Croire qu’il n’y a pas de hasard
Un autre biais cognitif est celui de « l’agentivité », sur lequel on peut aussi travailler : c’est la tendance humaine à voir des intentions là où il n’y en n’a pas. Le sociologue cite par exemple M. Tout-le-monde qui tape sur une machine en panne. En matière religieuse, il est fréquent de sentir une présence, ou de penser que quelqu’un nous parle. « Ça va de pair avec l’hypothèse d’un dieu omniscient qui nous regarde et qui sait tout », glisse le sociologue. Une personne verra un signe divin dans telle occurrence de sa vie, par exemple. De là à croire qu’il n’y a pas de hasard, que Dieu nous a choisi, voire que c’est la main divine qui tue à travers la nôtre, il y a ce que le spécialiste appelle « la dérégulation de la perception du hasard sous l’effet de la radicalisation ».

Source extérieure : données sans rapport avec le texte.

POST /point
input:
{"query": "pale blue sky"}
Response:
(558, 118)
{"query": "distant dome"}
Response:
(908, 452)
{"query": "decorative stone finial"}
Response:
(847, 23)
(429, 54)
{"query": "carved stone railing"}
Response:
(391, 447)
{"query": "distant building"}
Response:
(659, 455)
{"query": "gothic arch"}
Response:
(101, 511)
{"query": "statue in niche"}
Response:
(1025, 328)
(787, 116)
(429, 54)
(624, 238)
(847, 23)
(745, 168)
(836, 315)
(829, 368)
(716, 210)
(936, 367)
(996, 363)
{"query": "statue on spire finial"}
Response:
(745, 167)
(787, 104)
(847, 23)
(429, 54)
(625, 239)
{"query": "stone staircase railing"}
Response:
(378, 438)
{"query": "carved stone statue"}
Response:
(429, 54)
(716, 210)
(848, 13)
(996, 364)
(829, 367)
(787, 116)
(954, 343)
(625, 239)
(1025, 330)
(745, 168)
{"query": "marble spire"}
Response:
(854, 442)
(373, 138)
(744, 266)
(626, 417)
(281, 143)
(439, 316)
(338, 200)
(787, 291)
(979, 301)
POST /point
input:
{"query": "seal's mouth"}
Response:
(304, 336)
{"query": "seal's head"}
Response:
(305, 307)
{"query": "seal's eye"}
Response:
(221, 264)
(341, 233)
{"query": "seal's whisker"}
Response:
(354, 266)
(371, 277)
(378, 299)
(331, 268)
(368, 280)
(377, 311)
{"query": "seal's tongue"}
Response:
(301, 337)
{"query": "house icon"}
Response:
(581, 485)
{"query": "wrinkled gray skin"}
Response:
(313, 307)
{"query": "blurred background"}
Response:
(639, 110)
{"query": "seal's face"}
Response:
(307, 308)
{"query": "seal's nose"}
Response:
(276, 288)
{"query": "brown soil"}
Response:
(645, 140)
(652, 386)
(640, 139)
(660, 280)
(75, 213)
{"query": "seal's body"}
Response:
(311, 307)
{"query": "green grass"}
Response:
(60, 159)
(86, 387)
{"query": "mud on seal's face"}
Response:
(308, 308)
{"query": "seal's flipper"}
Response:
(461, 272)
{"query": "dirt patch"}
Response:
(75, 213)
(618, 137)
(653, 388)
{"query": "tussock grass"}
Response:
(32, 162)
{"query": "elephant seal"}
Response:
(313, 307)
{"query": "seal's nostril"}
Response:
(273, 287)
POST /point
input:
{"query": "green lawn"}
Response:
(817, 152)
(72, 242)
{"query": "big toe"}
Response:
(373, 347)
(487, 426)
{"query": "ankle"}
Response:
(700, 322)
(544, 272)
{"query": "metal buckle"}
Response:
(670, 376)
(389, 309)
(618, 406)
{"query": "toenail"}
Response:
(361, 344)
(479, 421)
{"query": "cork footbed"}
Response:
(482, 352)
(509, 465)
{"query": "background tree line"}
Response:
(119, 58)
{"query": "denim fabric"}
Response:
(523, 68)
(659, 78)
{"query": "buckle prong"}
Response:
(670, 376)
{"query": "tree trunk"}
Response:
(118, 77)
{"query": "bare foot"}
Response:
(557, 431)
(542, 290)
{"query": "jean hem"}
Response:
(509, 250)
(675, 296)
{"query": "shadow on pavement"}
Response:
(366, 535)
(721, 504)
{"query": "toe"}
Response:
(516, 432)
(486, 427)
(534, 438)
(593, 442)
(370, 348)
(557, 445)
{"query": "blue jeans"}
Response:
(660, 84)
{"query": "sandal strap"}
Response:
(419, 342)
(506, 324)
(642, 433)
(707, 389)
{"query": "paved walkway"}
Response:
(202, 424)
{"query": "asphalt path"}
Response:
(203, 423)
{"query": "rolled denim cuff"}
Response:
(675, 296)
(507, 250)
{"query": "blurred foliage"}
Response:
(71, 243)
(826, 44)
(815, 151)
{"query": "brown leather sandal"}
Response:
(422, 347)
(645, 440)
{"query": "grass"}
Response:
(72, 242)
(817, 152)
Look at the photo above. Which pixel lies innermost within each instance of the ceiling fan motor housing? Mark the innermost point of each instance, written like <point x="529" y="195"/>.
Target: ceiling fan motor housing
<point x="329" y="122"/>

A l’entendre, à le lire, il y a quand même de quoi s’inquiéter devant la montée de la « crédulité collective ». Alors qu’on aurait pu espérer davantage de rationalité, d’information, d’éducation, le monde actuel s’adonne aux fausses nouvelles et aux théories du complot. Par exemple, se demande le sociologue, pourquoi toujours plus de méfiance envers les vaccins ?
Invariants anthropologiques
Sollicité aujourd’hui en Suisse, demain au Canada, aux Etats-Unis ou en Italie, Gérald Bronner est consulté par de nombreux collègues mieux informés que lui au sujet de l’islam mais qui ont besoin d’une « approche fondée sur une modélisation cognitive ». Il parvient ainsi à réconcilier ceux qui parlent d’une islamisation caractérisant la radicalité d’une époque et ceux qui nous alertent depuis des années sur une radicalisation de l’islam. « On observe les deux », souligne le sociologue. Invité à l’UNIL par Laurence Kaufmann et Fabrice Clément, il se reconnaît dans une sociologie qui explique des phénomènes sociaux en utilisant la méthode scientifique. Si un facteur d’ordre biologique intervient, il faut le prendre en compte. « Par exemple, si on ne mange pas toutes les heures, il y a une raison à cela. Un phénomène social ne s’explique pas uniquement par le social, il y a des invariants anthropologiques qui s’hybrident avec des variables culturelles », conclut-il.
Conférence du professeur Gérald Bronner sur « La pensée extrême », salle 2224, 17h15, Géopolis – mercredi 31 mai 2017.